Part Time // 2nd Semester, Course Code: ΜΕΧΡΗ-Μ300

Credits: 6

Learning Outcomes

This course aims to put forward the potential contributions of psychology and neuroscience for the development of an alternative paradigm in analyzing economic decision making as far as consumption and investment choices. The choices of economic agents are not always neither rational nor random.  Behavioral finance focuses in summarizing such behavior by employing the term heuristics and analyzing the sources as well as the economic outcomes of such behavior. In several instances, students themselves realize in the context of answering problems posed, that their choices are better described by heuristic arguments rather than rationality axioms. Prospect Theory commands the center stage of the behavioral finance paradigm.
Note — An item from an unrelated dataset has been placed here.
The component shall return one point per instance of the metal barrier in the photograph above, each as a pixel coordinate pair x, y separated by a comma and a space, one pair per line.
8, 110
Upon successful completion of the course, the students will be able to

  • Recognize the difference among the outcomes of rational and heuristic (biased) choices in economics and finance
  • Understand the implications of heuristic behaviors for asset pricing and corporate decisions
  • Understand the differential effects between risk aversion and loss aversion on financial decision making
  • Use the main elements of prospect theory in analyzing financial behavior and outcomes
  • Associate investor non-rational behavior to financial puzzles
  • Recognize when and how an economic outcome is influenced and ultimately determined by heuristic behavior on the part of investors and firm executives

General Competences

  • Analysis of financial market conditions and adaption to alternative behavioral paradigms.
  • Decision-making.
  • Individual/Independent work.
  • Group/Teamwork.
  • Criticism and Self-criticism
  • Analyst and consultant abilities.
  • Critical thinking.

Course Content

Course contents:
1. Foundations of financial economics: The theory of expected utility

  • Rational preferences and the utility function
  • Maximizing expected utility
  • Risk Aversion

2. Violations of the axioms of expected utility maximization

  • Allais paradox
  • Common Outcome effect
  • Common Ratio Effect
  • Kahneman and Tversky’s
  • The Reflection Effect
  • The Isolation Effect

3. Rationality and Psychology: Prospect Theory

  • Loss aversion
  • The value function and value weights
  • Mental accounting
  • Framing

4. Heuristics

  • Representativeness
    • i. Conjunction fallacy
    • ii. Base rate neglect
  • Anchoring and Conservatism
  • Overconfidence
  • Self-Serving Bias
  • Confirmation Bias

5. The implications of Heuristics on financial decisions
6. Noise trading and limits to arbitrage

 

Student Performance Evaluation

  1. Students form teams to up to 5 members, choose a seminal article from the extant literature and either reproduce its experiment and compare results or they can devise their own similar experiment via questionnaire.
  2. Presentation of original paper and own experiment

1 & 2 comprise 100% of the course grade.

3. Written exam (100%) for students who do not submit and present their term paper

Bibliography

Suggested Bibliography

  • *Γ. Διακογιάννης: Συμπεριφορική Χρηματοοικονομική: Ψυχολογία-Βιολογία και Επενδύσεις, ΕΚΔΟΣΕΙΣ BROKEN HILL 2022. ΜΕΡΟΣ Α
  • *Σπύρος Σπύρου: Εισαγωγή στη  Συμπεριφορική Χρηματοοικονομική, ΕΚΔΟΣΕΙΣ ΜΠΕΝΟΥ 2009.
  • Σπύρος Σπύρου: Αγορές Κεφαλαίου &Συμπεριφορά Επενδυτή ΕΚΔΟΣΕΙΣ ΜΠΕΝΟΥ 2022.
  • Ackert and R. Deaves: Behavioral Finance: Psychology, Decision-Making, and Markets, SOUTH WESTERN 2017
  • *D. Just: Introduction to Behavioral Economics, WILEY 2010.
  • *E. Burton, S. Shah: “Behavioral Finance: Understanding the Social, Cognitive, and Economic Debates”, WILEY 2012.